More numerical examples

If you only want to allow decimal integers and you want to allow them to be negative you could use the following grammar:

integer : '0'
        | pos_integer
        | '-' pos_integer
        ;

pos_integer : pos_digit
            | pos_integer digit
            ;

digit : '0' | pos_digit
            ;

pos_digit : '1' | '2' | '3' | '4' | '5'
          | '6' | '7' | '8' | '9'
          ;

We’ve eliminated the digits needed for hexadecimal and allowed our integers to be negative. There are some further changes. 007 is a perfectly good integer according to bc’s grammar but is now disallowed. The only integer allowed to begin with a 0 is now 0 itself. We don’t allow -0 either. In this grammar there is one any only one way to represent each integer as an integer.

It’s possible to encode some basic arithmetic in a grammar. Consider, for example, the following grammar.

even_integer : '0'
             | pos_even_integer
             | '-' pos_even_integer
             ;

pos_even_integer : pos_even_digit
                 | pos_integer even_digit
                 ;

pos_integer : pos_digit
            | pos_integer digit
            ;

even_digit : 0 | pos_even_digit
           ;

pos_digit : pos_even_digit | pos_odd_digit
          ;

pos_even_digit : '2' | '4' | '6' | '8'
               ;

odd_digit : '1' | '3' | '5' | '7' | '9'
          ;

The even_integers described by this grammar are precisely the even integers. This relies on the fact the an integer is even if and only if its last digit is even.
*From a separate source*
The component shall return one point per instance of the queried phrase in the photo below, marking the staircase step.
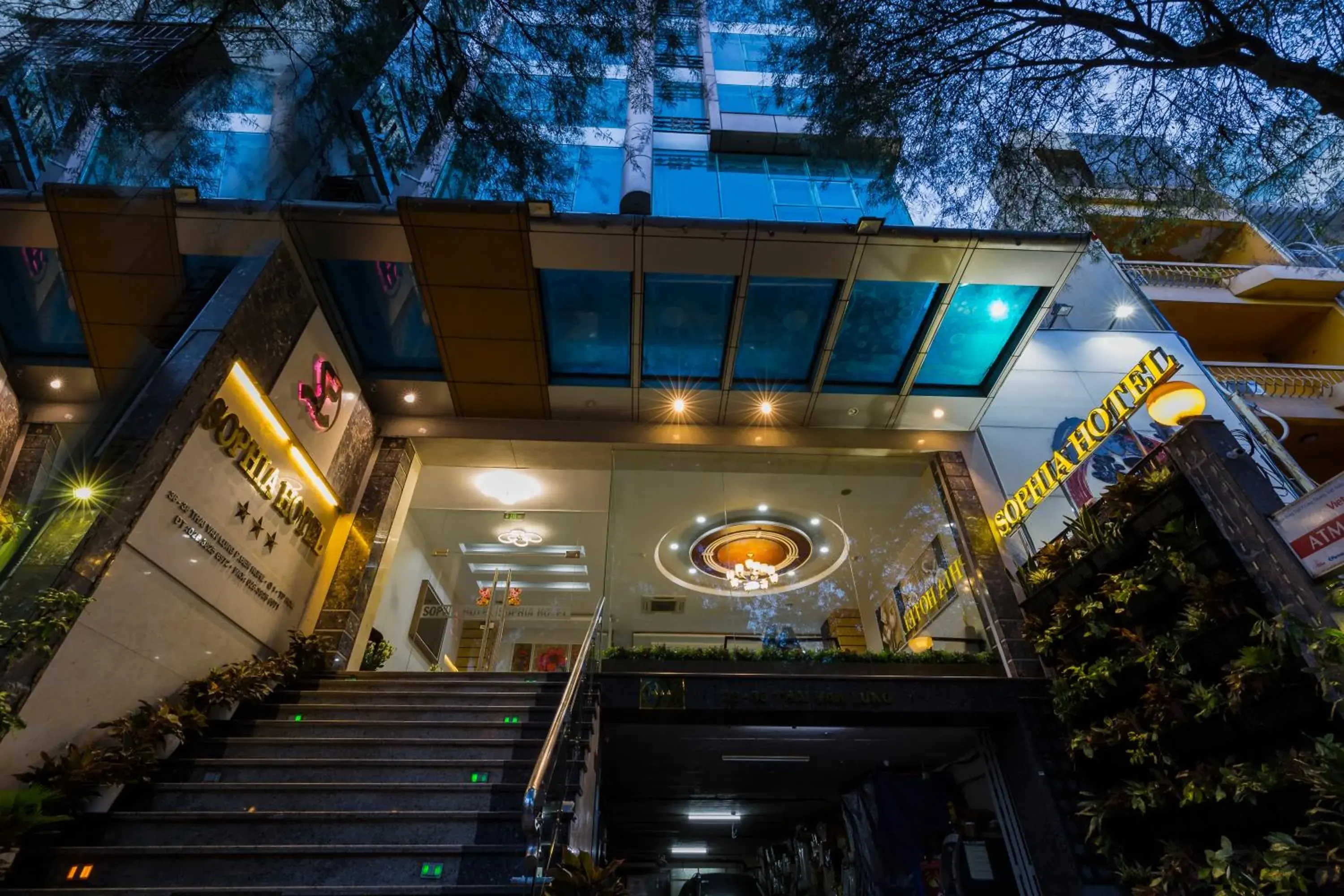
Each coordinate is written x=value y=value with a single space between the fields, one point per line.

You can check divisibility by three as well.

multiple_of_3 : '0'
              | pos_integer_0_mod_3
              | '-' pos_integer_0_mod_3
              ;

pos_integer_0_mod_3 : pos_digit_0_mod_3
                    | pos_integer_0_mod_3 digit_0_mod_3
                    | pos_integer_1_mod_3 digit_2_mod_3
                    | pos_integer_2_mod_3 digit_1_mod_3
          ;

pos_integer_1_mod_3 : digit_1_mod_3
                    | pos_integer_0_mod_3 digit_1_mod_3
                    | pos_integer_1_mod_3 digit_0_mod_3
                    | pos_integer_2_mod_3 digit_2_mod_3
                    ;

pos_integer_2_mod_3 : digit_1_mod_3
                    | pos_integer_0_mod_3 digit_2_mod_3
                    | pos_integer_1_mod_3 digit_1_mod_3
                    | pos_integer_2_mod_3 digit_0_mod_3
                    ;

digit_0_mod_3 : '0' | pod_digit_0_mod_3
              ;

pos_digit_0_mod_3 : | '3' | '6' | '9'
                  ;

digit_1_mod_3 : '1' | '4' | '7'
              ;

digit_2_mod_3 : '2' | '5' | '8'
              ;

The multiple_of_3’s are just the multiples of three.
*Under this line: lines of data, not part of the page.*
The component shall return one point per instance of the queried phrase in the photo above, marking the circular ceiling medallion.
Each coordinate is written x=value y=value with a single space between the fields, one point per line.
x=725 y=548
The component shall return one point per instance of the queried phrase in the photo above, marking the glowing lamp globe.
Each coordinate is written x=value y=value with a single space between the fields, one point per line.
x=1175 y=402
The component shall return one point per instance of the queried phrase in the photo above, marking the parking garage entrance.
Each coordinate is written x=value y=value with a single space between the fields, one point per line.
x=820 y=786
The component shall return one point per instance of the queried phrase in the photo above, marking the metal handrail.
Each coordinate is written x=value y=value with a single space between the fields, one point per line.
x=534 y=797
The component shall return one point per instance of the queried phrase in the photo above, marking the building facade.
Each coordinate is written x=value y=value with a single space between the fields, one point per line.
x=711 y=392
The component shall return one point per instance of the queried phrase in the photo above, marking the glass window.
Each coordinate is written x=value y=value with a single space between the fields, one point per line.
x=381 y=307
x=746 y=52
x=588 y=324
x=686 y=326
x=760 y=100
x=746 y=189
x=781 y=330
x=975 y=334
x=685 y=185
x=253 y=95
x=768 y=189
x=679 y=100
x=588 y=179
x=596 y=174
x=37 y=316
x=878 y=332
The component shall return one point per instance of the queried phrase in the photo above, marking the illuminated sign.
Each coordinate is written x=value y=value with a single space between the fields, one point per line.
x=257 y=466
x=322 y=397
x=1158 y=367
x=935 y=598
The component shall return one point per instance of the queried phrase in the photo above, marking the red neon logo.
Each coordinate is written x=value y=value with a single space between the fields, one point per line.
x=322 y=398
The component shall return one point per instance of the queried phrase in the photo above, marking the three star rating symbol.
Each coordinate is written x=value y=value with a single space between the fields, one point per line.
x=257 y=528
How far can we go in this direction? Can we express divisibility by any integer purely in grammatical terms? As it turns out, yes. Since we can express divisibility can we write down a grammar for prime numbers? In this case the answer is more complicated. We can’t construct such a grammar using only rules of the type considered above but we can if we allow more complicated rules, which replace a list of symbols with another list of symbols rather than just replacing a single symbol with a list of symbols.